If Carlsberg did hillwalking: The Monadhliath

A’ Chailleach – 930m
Carn Sgulain – 920m
Carn Dearg – 945m
28th February 2011
Distance: 15 ½ miles
Ascent: 1,150m
Weather: Cold wind, dry, bright sunshine
Two Feet Four Paws:  Anne, Bill, Molly and Milly

With high pressure firmly in control we decided on a local route to minimise driving and maximise time on the hill. We had been out on the Glen Feshie and Drumochter hills on the previous days so we knew that the snow was perfect for walking on with none of that tedious post holing or breakable crust nonsense.

It was -5oC when we left the car but despite the chill Molly and Milly were impatient to be off.

As we walked along the track beside the Allt a’ Chaorainn the warmth in the sun was apparent and by the time we had reached the old bothy at 550m we were down to t-shirts and the dogs were falling over their tongues in the unexpected heat wave.

There was relief all round when we reached the snowline and things started to cool down.

Molly takes a cooling snow bath.

After the final steep ascent to A’ Chailleach we were rewarded by the sudden appearance of the cairn.

The descent down to the narrow defile of the Allt Cull na Cailleach was very icy and the only part of the route where crampons were needed (as well as sunscreen by this stage……….boy it was hot!

Milly and I were very relieved that it was time for lunch.

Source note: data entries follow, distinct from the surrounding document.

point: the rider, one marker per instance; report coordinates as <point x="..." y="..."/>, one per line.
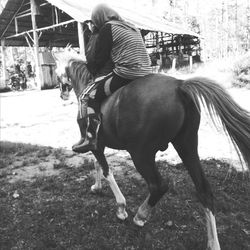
<point x="122" y="43"/>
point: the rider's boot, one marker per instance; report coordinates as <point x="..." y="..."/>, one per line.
<point x="88" y="141"/>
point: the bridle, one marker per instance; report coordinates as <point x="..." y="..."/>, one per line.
<point x="64" y="83"/>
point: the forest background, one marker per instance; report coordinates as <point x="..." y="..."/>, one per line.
<point x="224" y="25"/>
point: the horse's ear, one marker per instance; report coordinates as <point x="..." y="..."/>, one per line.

Bill, with A’ Challiach behind.

The 5 miles between the second and third Munro summits is for me, the highlight of the walk and we have always been lucky enough to save this route for a good day. The Monadhliath are the heart of ‘Big Sky’ country where the views are endless, the terrain easy and route finding a doodle…………………….who could ask for more?

Thankfully a cooling breeze picked up during lunch so the rest of the traverse was completed in far more bearable temperatures.

After a couple of hours of stress-less ambling Carn Dearg finally seemed to be a bit closer.

The final gentle pull to Carn Dearg gave Molly and Milly a chance to practice their cornice avoiding techniques.

At the  summit of Carn Dearg the horrifying realisation that it a bloody long way back to the car finally dawned on me.

The endless miles of peat hags that separated us from the car.

Milly decided she would like to add a bonus Munro top to her day, so we did!

Binnein Shaus looked like an island peak.

Off to the 923m Munro Top, imaginatively named Carn Dearg SE Top.

Looking back to Carn Dearg summit.

Milly bags her top.

From the 923m top we descended down to the col below Carn Macoul and took a steep snow gully down, we then faced the miles of endless bog trotting back to the bothy at Dalballoch, surely a punishment from the hill gods, but at least someone was happy.

Looking back to Carn Macoul and the Munro Top.

Eventually the bothy at Dalballoch appeared.

Needs a bit of work.

One last look back to the hills before the long tramp out. Much fun for the dogs who never seemed to tire but I really wish I had packed my inflatable quad bike for such an eventuality.

We arrived back at the car just as the sun was setting behind Creag Meagaidh and I begrudgingly agreed to let Bill have a rest day tomorrow.